自販機で缶珈琲を買った。ベンチに腰掛け、黄昏の街を見渡す。急速に開発が進んだ街は、昔から在る物を今や完全に駆逐しようとしていた。―――ふと遥か昔、ようやく此処での暮らしに慣れてきた頃を思い出す。最早霞んだ、セピア色の記憶である。銭湯の煙突、空き地で駆け回る子供、そして当時、子供達の英雄であった、あの眩い銀色の巨人―――。

少しばかり、眠ってしまったらしい。

手の甲の上、微かな冷たい感触に、目を開いた。薄闇が世界を覆っていた。上空から、何か白いものが降りてきていた。街灯に揺らめいて、きらきらと光る。雪だった。いつの間にやら、空は灰色で塗り潰されていた。眠りすぎたせいだろうか、少し頭が痛む。時計を見る。既に6時を回っていた。

―――始めよう。

彼は呟き立ち上がり、指輪をはめた手を天高く掲げる、宝石からあふれ出した淡い光が彼を優しく包み込み―――


・・・・。
・・・・・・・。
―――――。



―――そういえば、この星に初めて降り立った時も同じように粉雪が降っていた―――



―――――。
・・・・・・・。
・・・・。




永遠とも一瞬ともつかぬ時が流れ、やがて、光は消えた。彼は虚脱して、まるで倒れこむかのようにベンチに座りこんだ。溜め息を大きく一つ。缶を開け、黒色の液体を口に入れる。強めの苦味が広がる。

―――変身すら出来なくなったのは、果たして、いつからの事だっただろうか。


宝石の光は、いよいよ小さくなっていた。吹けば簡単に消えてしまいそうな光。指輪を外し、傍らに置いてあったフィギュアの肩に引っ掛ける。

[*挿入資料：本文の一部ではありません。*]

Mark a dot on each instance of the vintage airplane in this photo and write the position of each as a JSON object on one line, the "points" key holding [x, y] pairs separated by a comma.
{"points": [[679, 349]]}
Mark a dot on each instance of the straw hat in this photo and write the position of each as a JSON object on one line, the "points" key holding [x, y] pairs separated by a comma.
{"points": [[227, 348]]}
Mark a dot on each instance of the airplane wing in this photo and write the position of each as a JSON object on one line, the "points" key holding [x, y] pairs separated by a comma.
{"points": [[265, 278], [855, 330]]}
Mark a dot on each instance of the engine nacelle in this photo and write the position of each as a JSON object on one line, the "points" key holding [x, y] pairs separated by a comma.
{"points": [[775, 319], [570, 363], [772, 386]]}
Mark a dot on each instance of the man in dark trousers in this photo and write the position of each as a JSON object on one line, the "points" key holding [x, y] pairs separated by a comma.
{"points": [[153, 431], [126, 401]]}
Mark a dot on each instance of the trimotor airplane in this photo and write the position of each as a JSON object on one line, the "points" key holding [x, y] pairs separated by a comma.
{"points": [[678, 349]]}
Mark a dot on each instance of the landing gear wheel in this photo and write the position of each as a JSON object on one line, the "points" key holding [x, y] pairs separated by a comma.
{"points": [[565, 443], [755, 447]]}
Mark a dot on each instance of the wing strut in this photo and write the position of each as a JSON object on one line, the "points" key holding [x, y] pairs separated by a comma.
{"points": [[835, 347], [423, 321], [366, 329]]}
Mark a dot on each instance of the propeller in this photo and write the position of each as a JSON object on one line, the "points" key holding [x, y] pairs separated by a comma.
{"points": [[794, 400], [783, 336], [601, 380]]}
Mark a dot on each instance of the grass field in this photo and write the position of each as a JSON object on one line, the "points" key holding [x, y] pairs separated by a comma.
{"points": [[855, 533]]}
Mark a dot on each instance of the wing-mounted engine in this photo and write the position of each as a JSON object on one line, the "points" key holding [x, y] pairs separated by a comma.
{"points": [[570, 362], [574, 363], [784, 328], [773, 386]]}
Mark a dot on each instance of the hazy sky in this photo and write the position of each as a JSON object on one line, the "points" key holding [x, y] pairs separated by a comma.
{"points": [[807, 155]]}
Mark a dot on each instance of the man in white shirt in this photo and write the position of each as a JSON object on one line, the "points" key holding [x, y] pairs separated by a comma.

―――英雄となったのは、果たして、いつからの事だっただろうか。

深呼吸。粉雪が少し、口の中に入った。立ち上がって、眼下の町、もうじき大晦日を迎える平和な集落を眺める。

そして―――

果たして、自分は本当に英雄だったのだろうか。

―――自分はこれから死ぬのだと彼は悟った。その確実な予感は即ち彼の絶望であり、同時に救いでもあった。どこか遠くに置き去りにした思念が、今まさに消えかかっているのを感じた。何か得体の知れない感情が彼を優しく包み込んでいた。一度だけ、祈るように目をつぶる。そして彼は、その英雄のフィギュアを、麓の街に向かって思い切り放り投げた。

薄闇に飲まれ、静かに消えゆく英雄の墓標。

溜め息を小さく一つ。展望台の先、手すりの上にあった薄い粉雪の層を払いのけた。露わになった木の肌に手をついて、景色を見る。―――降り注ぐ儚い雪の光は、いつか見た星の瞬きに似ていた。それは何時の事で、一体何処で見たのか、彼は今思い出すことが出来なかった。自分の中の何かが、決定的に消え去っているのを彼は感じた。それが一体何なのか、彼は今思い出すことが出来なかった。何処からか、微かに除夜の鐘の音が響いてくる。その静謐な響きに、言い様の無い何かを感じて、彼はうつむいた。涙が一筋、目から零れて垂れ落ちた。
―――『何かを守るって、とても大切なことだと思うから』

―――それでも、生きようと思った。一生消えぬ悔恨を胸に抱いて生きようと思った。遠く捨て置かれたあの日々の子供たちの姿を、今日出会ったあの少年の言葉を、彼は裏切るわけにはいかなかった。英雄は死んだ。もう甦ることは無い。それでも彼には守るべきものがあった。微かに残った英雄の忘れ形見を、彼は失うわけにはいかなかった。彼は顔を上げ、持っていた珈琲を一息で飲み干し、目尻に溜まった液体を指先で拭い去ると、無限に降りしきる白銀の煌めきを、消えて行ったモノたちのその先を、見つめていた。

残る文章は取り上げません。